Nous devrions aussi voir la Banque centrale européenne (BCE) donner davantage de détails sur le rythme futur de ses achats d’actifs à l’occasion de sa réunion de politique monétaire de cette semaine. Il est même question qu’elle commence à mettre en application sa nouvelle stratégie de politique monétaire qui visera dorénavant « un objectif d’inflation symétrique fixé à 2 % à moyen terme » contre « proche de, mais en-dessous de 2 % ».

Signaux de ralentissement

Malgré cette assurance de liquidités abondantes et à bon compte pendant de longs mois, les indices boursiers ont cédé du terrain, avec une nette surperformance des places américaines (S&P 500 : -1,1 %, à 4322,11 points) par rapport au Royaume-Uni (FTSE 100 : -1,9 %, à 6 987 points), à l’Allemagne (DAX 30 : -1,2 %, à 15 502 points) ou à la France (CAC 40 : -1,4 %, à 6 441points).

La prise de profits, après que les indices aient enregistré de nouveaux records, ne peut pas tout expliquer de la hausse de l’aversion pour le risque sur la semaine. Les investisseurs commencent à redouter les effets récessifs de la propagation de la pandémie dans le monde.
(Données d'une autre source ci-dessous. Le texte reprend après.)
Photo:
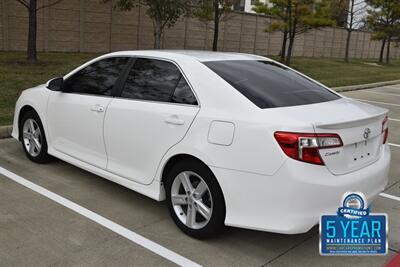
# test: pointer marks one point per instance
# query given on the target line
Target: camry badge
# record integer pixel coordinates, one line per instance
(367, 131)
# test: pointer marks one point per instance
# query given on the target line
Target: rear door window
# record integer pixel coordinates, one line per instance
(96, 79)
(269, 85)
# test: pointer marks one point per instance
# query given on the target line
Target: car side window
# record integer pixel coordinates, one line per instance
(97, 78)
(157, 80)
(183, 94)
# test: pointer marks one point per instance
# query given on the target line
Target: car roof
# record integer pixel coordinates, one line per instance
(199, 55)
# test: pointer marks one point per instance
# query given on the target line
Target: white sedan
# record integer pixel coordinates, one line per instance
(226, 138)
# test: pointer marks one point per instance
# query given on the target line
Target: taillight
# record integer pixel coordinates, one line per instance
(305, 146)
(385, 129)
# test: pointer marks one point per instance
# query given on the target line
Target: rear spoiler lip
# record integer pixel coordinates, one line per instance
(347, 123)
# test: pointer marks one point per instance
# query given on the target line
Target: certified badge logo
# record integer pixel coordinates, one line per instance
(353, 230)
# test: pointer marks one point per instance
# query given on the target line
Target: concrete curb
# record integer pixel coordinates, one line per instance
(5, 131)
(364, 86)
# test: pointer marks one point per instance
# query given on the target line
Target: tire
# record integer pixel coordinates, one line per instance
(33, 137)
(198, 210)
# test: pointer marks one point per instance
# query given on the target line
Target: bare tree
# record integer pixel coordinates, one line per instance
(164, 13)
(32, 7)
(355, 11)
(216, 11)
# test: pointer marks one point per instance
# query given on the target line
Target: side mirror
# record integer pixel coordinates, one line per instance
(55, 84)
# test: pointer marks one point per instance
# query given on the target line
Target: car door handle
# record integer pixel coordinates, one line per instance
(174, 120)
(97, 108)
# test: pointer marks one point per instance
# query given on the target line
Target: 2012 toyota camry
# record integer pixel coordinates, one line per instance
(226, 138)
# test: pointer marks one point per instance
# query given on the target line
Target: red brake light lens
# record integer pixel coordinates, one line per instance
(305, 146)
(385, 129)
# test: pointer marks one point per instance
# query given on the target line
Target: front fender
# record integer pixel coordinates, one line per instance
(36, 98)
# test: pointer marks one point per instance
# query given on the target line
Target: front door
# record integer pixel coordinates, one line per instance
(76, 115)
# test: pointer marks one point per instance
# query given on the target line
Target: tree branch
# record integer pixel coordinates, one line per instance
(48, 5)
(22, 2)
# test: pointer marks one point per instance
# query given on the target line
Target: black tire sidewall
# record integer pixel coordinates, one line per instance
(216, 223)
(42, 157)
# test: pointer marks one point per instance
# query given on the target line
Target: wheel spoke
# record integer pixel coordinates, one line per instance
(203, 210)
(36, 133)
(26, 135)
(185, 180)
(190, 216)
(200, 189)
(179, 200)
(31, 126)
(31, 147)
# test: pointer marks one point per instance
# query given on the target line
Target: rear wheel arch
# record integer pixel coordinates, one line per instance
(172, 161)
(190, 164)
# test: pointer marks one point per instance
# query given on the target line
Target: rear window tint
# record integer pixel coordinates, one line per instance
(269, 85)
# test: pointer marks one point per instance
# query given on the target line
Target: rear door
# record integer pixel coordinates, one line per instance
(76, 115)
(153, 112)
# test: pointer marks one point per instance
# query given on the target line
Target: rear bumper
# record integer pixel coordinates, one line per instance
(292, 200)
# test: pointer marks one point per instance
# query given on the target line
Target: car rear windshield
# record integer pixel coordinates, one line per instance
(269, 85)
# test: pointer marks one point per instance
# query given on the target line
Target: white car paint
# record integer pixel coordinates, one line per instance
(130, 142)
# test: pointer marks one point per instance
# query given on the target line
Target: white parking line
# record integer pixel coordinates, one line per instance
(379, 93)
(390, 196)
(122, 231)
(377, 102)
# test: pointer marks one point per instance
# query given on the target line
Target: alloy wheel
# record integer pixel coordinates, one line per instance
(32, 137)
(191, 200)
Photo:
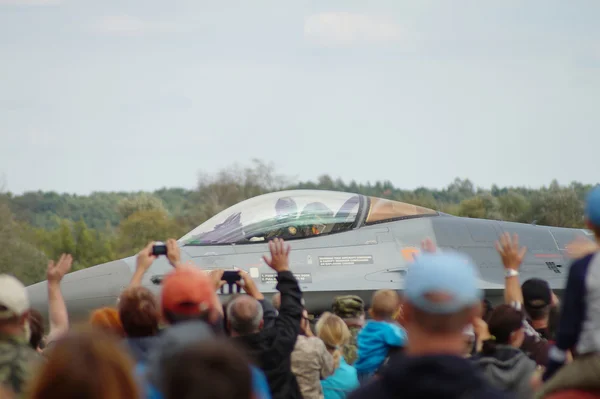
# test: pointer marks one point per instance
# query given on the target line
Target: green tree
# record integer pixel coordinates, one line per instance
(557, 206)
(138, 203)
(513, 207)
(145, 226)
(482, 207)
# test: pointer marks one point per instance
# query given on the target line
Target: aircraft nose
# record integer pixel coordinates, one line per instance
(85, 289)
(38, 296)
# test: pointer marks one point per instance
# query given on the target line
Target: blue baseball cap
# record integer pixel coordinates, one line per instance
(592, 206)
(449, 273)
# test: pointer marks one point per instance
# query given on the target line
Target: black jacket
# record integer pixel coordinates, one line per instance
(139, 348)
(271, 348)
(431, 377)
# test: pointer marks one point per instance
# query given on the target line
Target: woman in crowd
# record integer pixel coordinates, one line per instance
(108, 320)
(310, 362)
(501, 360)
(334, 332)
(89, 364)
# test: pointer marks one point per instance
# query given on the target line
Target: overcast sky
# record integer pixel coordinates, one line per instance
(130, 95)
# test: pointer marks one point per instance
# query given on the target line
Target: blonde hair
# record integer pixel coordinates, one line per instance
(334, 332)
(384, 304)
(108, 320)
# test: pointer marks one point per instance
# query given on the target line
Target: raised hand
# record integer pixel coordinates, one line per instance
(581, 247)
(510, 252)
(145, 258)
(216, 275)
(280, 254)
(428, 246)
(56, 271)
(173, 252)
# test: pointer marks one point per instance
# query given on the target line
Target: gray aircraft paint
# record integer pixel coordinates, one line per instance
(359, 261)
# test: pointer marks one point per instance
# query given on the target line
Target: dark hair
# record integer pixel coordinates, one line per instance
(212, 369)
(225, 305)
(85, 364)
(36, 327)
(503, 321)
(139, 312)
(488, 308)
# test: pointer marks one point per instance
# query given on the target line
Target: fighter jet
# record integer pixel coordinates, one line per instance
(342, 243)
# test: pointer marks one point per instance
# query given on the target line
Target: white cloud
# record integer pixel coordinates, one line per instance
(30, 2)
(127, 25)
(345, 28)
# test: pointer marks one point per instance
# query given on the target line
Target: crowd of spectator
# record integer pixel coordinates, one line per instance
(439, 339)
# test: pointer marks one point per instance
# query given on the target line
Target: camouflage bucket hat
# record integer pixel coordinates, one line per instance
(348, 306)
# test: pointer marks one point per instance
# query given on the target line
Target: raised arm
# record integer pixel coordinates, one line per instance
(571, 318)
(57, 309)
(269, 313)
(287, 324)
(512, 256)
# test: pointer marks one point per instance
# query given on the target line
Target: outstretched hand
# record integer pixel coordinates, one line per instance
(56, 271)
(145, 258)
(173, 252)
(428, 246)
(512, 255)
(280, 253)
(581, 247)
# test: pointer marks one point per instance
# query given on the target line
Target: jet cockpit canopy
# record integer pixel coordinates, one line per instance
(297, 214)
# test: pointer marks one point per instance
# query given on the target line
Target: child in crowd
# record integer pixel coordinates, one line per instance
(579, 320)
(379, 335)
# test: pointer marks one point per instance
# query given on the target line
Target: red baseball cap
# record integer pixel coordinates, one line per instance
(187, 290)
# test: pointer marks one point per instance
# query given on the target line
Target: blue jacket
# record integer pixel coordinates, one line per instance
(259, 384)
(374, 342)
(341, 383)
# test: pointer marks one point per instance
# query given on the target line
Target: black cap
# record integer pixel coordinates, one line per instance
(536, 293)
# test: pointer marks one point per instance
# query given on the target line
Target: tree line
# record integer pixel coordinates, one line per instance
(102, 226)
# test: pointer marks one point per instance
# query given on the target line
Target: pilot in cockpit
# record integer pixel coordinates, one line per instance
(286, 211)
(315, 218)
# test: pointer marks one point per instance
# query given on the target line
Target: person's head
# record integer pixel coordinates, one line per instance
(85, 364)
(350, 308)
(384, 304)
(139, 312)
(441, 297)
(592, 211)
(537, 298)
(334, 332)
(14, 307)
(244, 316)
(505, 327)
(213, 369)
(286, 206)
(188, 294)
(107, 319)
(469, 337)
(276, 300)
(36, 327)
(488, 308)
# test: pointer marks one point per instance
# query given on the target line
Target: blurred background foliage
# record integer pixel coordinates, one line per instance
(102, 226)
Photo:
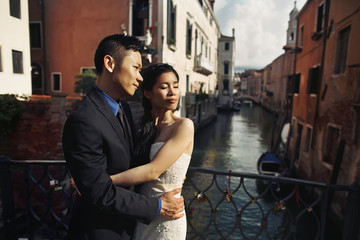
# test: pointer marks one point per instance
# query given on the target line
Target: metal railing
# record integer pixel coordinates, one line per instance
(37, 201)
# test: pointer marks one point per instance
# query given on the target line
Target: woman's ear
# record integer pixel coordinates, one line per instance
(109, 63)
(147, 94)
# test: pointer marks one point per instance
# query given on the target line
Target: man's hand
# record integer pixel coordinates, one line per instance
(172, 206)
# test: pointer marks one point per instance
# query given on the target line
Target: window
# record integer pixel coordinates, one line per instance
(188, 37)
(227, 46)
(226, 68)
(56, 80)
(332, 141)
(291, 36)
(0, 60)
(298, 141)
(341, 50)
(15, 8)
(313, 80)
(36, 76)
(320, 18)
(140, 17)
(187, 83)
(35, 35)
(83, 70)
(307, 139)
(226, 84)
(17, 62)
(171, 23)
(295, 83)
(301, 40)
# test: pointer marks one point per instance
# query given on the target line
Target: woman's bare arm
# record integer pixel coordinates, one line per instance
(179, 140)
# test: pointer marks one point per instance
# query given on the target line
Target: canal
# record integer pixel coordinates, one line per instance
(233, 142)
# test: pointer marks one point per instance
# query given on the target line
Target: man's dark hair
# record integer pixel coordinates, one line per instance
(117, 46)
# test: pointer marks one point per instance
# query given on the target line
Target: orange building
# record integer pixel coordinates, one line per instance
(309, 57)
(325, 141)
(66, 34)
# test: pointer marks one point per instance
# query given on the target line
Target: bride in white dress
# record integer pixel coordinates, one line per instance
(167, 142)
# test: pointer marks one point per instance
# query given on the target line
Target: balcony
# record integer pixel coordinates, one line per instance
(203, 65)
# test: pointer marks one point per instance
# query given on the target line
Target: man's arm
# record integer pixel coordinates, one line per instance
(171, 151)
(84, 154)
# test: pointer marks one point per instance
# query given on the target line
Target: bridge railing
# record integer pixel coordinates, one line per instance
(36, 203)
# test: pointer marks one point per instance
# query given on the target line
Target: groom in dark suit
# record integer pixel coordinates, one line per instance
(97, 143)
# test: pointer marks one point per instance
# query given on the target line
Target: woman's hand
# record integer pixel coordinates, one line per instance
(172, 206)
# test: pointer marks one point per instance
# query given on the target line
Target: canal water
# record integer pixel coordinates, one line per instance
(233, 142)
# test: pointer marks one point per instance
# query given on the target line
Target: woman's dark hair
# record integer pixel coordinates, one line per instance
(117, 46)
(148, 133)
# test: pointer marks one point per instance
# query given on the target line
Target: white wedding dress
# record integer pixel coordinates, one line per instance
(161, 228)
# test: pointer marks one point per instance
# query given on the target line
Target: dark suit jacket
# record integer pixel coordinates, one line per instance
(94, 148)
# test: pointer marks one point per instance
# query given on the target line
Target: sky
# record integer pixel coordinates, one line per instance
(260, 28)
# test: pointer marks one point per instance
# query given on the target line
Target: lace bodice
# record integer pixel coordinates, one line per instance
(160, 227)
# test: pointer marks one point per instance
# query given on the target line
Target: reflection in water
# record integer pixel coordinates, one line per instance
(233, 142)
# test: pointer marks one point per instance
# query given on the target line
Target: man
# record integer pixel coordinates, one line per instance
(97, 143)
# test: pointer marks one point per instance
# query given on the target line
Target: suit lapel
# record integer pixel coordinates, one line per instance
(105, 109)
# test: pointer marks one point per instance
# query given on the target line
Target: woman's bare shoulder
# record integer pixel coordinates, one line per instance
(185, 124)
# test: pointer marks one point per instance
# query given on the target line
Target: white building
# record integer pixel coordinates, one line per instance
(184, 34)
(15, 66)
(226, 70)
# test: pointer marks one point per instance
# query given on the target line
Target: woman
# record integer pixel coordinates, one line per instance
(168, 141)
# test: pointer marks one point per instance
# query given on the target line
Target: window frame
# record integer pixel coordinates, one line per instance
(15, 8)
(53, 83)
(320, 17)
(1, 67)
(328, 154)
(40, 34)
(17, 69)
(341, 54)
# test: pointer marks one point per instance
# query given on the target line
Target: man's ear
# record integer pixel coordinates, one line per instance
(109, 63)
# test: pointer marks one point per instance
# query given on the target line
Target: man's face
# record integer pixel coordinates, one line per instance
(126, 77)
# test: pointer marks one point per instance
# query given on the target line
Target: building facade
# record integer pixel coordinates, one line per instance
(226, 69)
(15, 65)
(325, 142)
(183, 34)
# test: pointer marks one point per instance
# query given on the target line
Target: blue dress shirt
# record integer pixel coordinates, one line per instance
(115, 108)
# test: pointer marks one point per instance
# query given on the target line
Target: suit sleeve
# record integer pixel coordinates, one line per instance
(84, 153)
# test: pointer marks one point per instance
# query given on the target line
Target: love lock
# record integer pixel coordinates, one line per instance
(279, 206)
(228, 196)
(200, 197)
(55, 185)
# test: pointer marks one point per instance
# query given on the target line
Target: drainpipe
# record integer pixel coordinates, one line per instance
(45, 77)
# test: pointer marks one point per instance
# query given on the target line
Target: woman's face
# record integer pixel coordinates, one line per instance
(165, 93)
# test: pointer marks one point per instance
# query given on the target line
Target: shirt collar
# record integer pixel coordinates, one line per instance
(112, 103)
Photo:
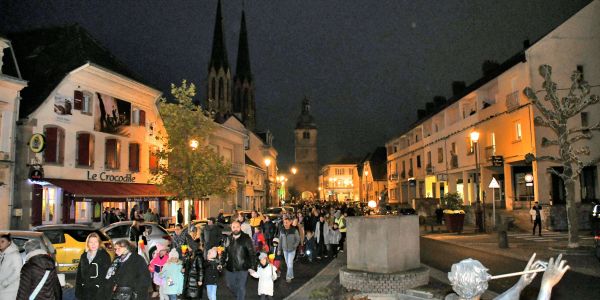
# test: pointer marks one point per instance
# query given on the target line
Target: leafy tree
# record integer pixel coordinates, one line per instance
(188, 170)
(556, 116)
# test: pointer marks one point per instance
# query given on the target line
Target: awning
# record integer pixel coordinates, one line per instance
(100, 189)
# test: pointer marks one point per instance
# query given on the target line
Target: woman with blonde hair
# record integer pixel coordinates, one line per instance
(90, 282)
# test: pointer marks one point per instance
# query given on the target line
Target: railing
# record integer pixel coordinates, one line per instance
(490, 151)
(512, 101)
(454, 161)
(237, 169)
(429, 169)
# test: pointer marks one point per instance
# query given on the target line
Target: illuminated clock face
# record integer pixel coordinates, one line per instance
(37, 143)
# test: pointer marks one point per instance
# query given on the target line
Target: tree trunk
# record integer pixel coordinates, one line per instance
(572, 214)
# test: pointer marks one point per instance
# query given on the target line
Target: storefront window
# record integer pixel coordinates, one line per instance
(49, 205)
(83, 212)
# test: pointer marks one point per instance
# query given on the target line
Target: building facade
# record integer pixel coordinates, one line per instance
(10, 96)
(437, 154)
(306, 156)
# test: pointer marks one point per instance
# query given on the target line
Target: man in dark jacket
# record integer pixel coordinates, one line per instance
(39, 270)
(239, 258)
(211, 235)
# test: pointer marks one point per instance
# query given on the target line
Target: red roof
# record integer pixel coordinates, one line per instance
(100, 189)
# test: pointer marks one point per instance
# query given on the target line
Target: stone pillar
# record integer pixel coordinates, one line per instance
(508, 189)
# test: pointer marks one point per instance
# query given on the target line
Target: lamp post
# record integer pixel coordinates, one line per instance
(481, 215)
(268, 181)
(528, 183)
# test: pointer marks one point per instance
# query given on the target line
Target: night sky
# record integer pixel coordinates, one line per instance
(367, 66)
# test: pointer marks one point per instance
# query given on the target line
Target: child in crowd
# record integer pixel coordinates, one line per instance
(212, 267)
(172, 275)
(258, 239)
(266, 274)
(277, 257)
(156, 264)
(310, 245)
(334, 239)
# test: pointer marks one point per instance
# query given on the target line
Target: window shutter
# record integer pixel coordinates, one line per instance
(78, 102)
(61, 145)
(51, 140)
(134, 153)
(83, 149)
(142, 118)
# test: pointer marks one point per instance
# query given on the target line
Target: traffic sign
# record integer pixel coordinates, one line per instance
(494, 184)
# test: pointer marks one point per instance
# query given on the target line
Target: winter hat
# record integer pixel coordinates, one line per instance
(262, 255)
(173, 254)
(212, 253)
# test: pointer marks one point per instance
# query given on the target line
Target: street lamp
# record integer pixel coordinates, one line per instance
(528, 183)
(475, 140)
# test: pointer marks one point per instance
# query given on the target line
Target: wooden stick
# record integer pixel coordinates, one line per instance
(517, 273)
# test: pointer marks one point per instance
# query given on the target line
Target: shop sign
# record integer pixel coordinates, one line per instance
(37, 143)
(103, 176)
(497, 160)
(142, 199)
(36, 172)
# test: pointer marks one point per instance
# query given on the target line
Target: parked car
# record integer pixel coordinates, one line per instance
(69, 242)
(157, 234)
(19, 237)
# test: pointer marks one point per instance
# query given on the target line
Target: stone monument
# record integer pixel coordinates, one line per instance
(383, 254)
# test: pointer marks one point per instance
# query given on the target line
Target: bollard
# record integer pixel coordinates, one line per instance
(502, 235)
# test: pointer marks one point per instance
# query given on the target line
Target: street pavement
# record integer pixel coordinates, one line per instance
(440, 251)
(303, 272)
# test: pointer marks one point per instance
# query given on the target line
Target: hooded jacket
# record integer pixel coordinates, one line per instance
(32, 273)
(239, 253)
(10, 268)
(91, 276)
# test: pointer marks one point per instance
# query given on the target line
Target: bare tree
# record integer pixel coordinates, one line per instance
(556, 116)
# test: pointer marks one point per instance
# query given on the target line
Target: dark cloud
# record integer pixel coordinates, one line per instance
(367, 65)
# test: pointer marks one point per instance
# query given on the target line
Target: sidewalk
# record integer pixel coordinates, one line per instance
(522, 245)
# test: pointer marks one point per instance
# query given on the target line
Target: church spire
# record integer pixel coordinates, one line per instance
(243, 70)
(218, 57)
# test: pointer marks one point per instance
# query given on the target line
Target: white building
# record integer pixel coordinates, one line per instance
(10, 89)
(437, 154)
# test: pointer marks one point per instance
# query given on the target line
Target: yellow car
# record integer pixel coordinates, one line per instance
(69, 242)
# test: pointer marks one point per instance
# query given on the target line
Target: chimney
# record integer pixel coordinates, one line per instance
(458, 87)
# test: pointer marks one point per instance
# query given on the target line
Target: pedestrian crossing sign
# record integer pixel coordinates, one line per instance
(494, 184)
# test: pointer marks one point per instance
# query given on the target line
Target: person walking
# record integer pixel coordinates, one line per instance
(39, 277)
(211, 235)
(180, 219)
(266, 275)
(536, 213)
(90, 283)
(194, 273)
(239, 257)
(181, 238)
(322, 236)
(128, 275)
(10, 267)
(172, 275)
(289, 240)
(212, 268)
(161, 256)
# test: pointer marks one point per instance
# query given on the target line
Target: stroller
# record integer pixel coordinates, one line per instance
(274, 257)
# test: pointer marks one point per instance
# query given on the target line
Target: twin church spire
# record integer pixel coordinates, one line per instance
(226, 96)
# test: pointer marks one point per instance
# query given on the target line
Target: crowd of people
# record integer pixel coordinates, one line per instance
(187, 267)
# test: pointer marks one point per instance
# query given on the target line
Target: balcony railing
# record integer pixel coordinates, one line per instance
(490, 151)
(454, 161)
(512, 101)
(429, 169)
(237, 169)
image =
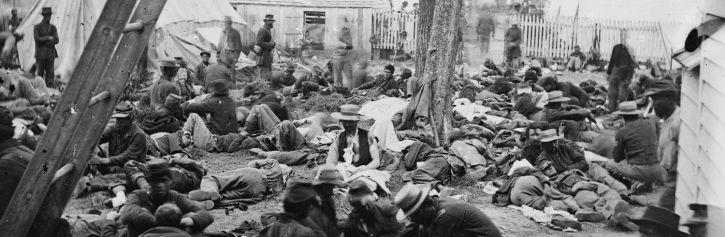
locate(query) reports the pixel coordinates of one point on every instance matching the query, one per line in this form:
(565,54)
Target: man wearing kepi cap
(164,86)
(145,202)
(563,154)
(126,141)
(441,217)
(635,155)
(264,40)
(664,101)
(294,222)
(370,216)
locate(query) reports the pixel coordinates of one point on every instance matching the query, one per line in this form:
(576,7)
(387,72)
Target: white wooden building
(701,164)
(315,20)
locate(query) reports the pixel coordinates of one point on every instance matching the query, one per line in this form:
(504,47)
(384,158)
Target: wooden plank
(49,156)
(114,79)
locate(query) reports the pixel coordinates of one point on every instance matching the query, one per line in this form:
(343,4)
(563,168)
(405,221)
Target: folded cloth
(375,179)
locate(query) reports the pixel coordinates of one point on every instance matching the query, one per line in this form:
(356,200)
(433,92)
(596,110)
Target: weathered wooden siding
(701,164)
(291,18)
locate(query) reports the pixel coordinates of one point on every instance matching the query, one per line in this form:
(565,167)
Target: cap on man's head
(167,62)
(158,170)
(46,11)
(300,192)
(359,190)
(123,110)
(6,116)
(390,67)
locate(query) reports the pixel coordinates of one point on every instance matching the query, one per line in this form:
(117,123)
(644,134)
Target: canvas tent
(184,28)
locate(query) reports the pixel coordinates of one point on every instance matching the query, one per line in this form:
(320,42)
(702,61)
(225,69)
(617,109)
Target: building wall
(701,164)
(291,18)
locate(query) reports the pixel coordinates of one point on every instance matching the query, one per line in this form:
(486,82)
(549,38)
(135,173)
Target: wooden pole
(36,181)
(70,138)
(445,36)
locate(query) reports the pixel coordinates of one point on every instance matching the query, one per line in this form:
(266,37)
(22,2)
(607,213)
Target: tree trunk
(425,17)
(443,39)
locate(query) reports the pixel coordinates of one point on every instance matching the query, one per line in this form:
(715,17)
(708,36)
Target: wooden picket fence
(394,30)
(555,37)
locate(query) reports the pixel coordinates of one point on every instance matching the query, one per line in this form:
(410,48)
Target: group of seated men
(151,143)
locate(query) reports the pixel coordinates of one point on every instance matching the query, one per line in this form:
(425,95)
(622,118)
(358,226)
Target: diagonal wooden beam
(115,78)
(36,181)
(76,124)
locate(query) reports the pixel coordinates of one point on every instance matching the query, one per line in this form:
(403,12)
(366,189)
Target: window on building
(314,26)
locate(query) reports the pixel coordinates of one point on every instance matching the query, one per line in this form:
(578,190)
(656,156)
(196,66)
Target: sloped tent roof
(176,30)
(378,4)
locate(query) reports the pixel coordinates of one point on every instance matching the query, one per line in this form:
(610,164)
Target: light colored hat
(348,112)
(167,62)
(549,135)
(123,110)
(628,107)
(409,199)
(329,175)
(557,96)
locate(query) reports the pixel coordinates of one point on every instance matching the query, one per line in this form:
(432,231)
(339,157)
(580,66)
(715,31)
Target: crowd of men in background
(532,134)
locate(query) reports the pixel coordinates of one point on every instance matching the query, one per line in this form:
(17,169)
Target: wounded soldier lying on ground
(572,191)
(258,179)
(430,166)
(278,140)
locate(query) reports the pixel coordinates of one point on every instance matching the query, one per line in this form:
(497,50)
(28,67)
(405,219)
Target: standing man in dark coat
(512,45)
(46,37)
(200,70)
(231,39)
(485,29)
(164,86)
(264,41)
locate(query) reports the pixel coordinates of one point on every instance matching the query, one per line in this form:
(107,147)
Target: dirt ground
(510,221)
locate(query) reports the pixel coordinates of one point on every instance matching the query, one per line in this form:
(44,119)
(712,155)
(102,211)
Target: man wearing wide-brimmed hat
(563,154)
(264,40)
(665,100)
(554,111)
(146,202)
(164,86)
(327,180)
(370,216)
(279,80)
(46,37)
(635,155)
(219,106)
(354,146)
(660,222)
(442,217)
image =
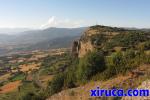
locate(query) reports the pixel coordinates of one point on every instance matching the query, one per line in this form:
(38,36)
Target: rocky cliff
(94,37)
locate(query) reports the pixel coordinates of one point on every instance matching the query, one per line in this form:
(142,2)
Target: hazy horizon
(37,14)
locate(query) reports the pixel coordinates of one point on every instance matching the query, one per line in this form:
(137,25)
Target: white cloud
(63,23)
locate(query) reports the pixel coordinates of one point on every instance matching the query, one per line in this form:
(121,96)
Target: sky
(40,14)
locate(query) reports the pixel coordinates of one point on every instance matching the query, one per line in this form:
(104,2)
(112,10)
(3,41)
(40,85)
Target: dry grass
(10,87)
(83,92)
(4,77)
(29,67)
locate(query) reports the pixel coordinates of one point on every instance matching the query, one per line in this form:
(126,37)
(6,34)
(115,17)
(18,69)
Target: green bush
(56,84)
(90,65)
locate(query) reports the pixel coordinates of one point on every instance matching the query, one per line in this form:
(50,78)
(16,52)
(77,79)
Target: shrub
(90,65)
(56,84)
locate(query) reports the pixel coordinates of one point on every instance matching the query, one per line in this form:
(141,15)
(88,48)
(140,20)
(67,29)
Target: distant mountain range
(39,39)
Nous avons ainsi noté une déception au niveau de la croissance chinoise après le fort ralentissement du PIB au deuxième trimestre 2021 (+7,9 % sur un an, +18,3 % au premier trimestre). Même les Etats-Unis ne sont pas épargnés par les signaux de ralentissement. La confiance des consommateurs de l’Université du Michigan s’est effondrée en juillet, baissant de 4,7 points, pour s’établir à 80,8 en juillet.

Obligations souveraines, le Graal ?

Dans ces conditions, les emprunts d’état ont été particulièrement recherchés. Le rendement du taux à 10 ans de l’Etat américain, en recul de 7 points de base — pbs — à 1,2936 %, est repassé sous le seuil de 1,30 %, aspirant à la baisse les autres titres. Le Bund (-6 pbs, à -0,3530 %) et l’OAT 10 (-7 pbs, à -0,0160 %) ont accompagné le mouvement. Même les pays périphériques ont profité de cette hausse de la méfiance.

Nous notons toutefois une différence dans les progressions liée à la situation épidémiologique. Ainsi, l’Italie (-5 pbs, à 0,7161%) a-t-elle particulièrement surperformé l’Espagne (+0 pb, à 0,3620 %) en proie à une résurgence des contaminations qui a amené un rétablissement des mesures de confinement.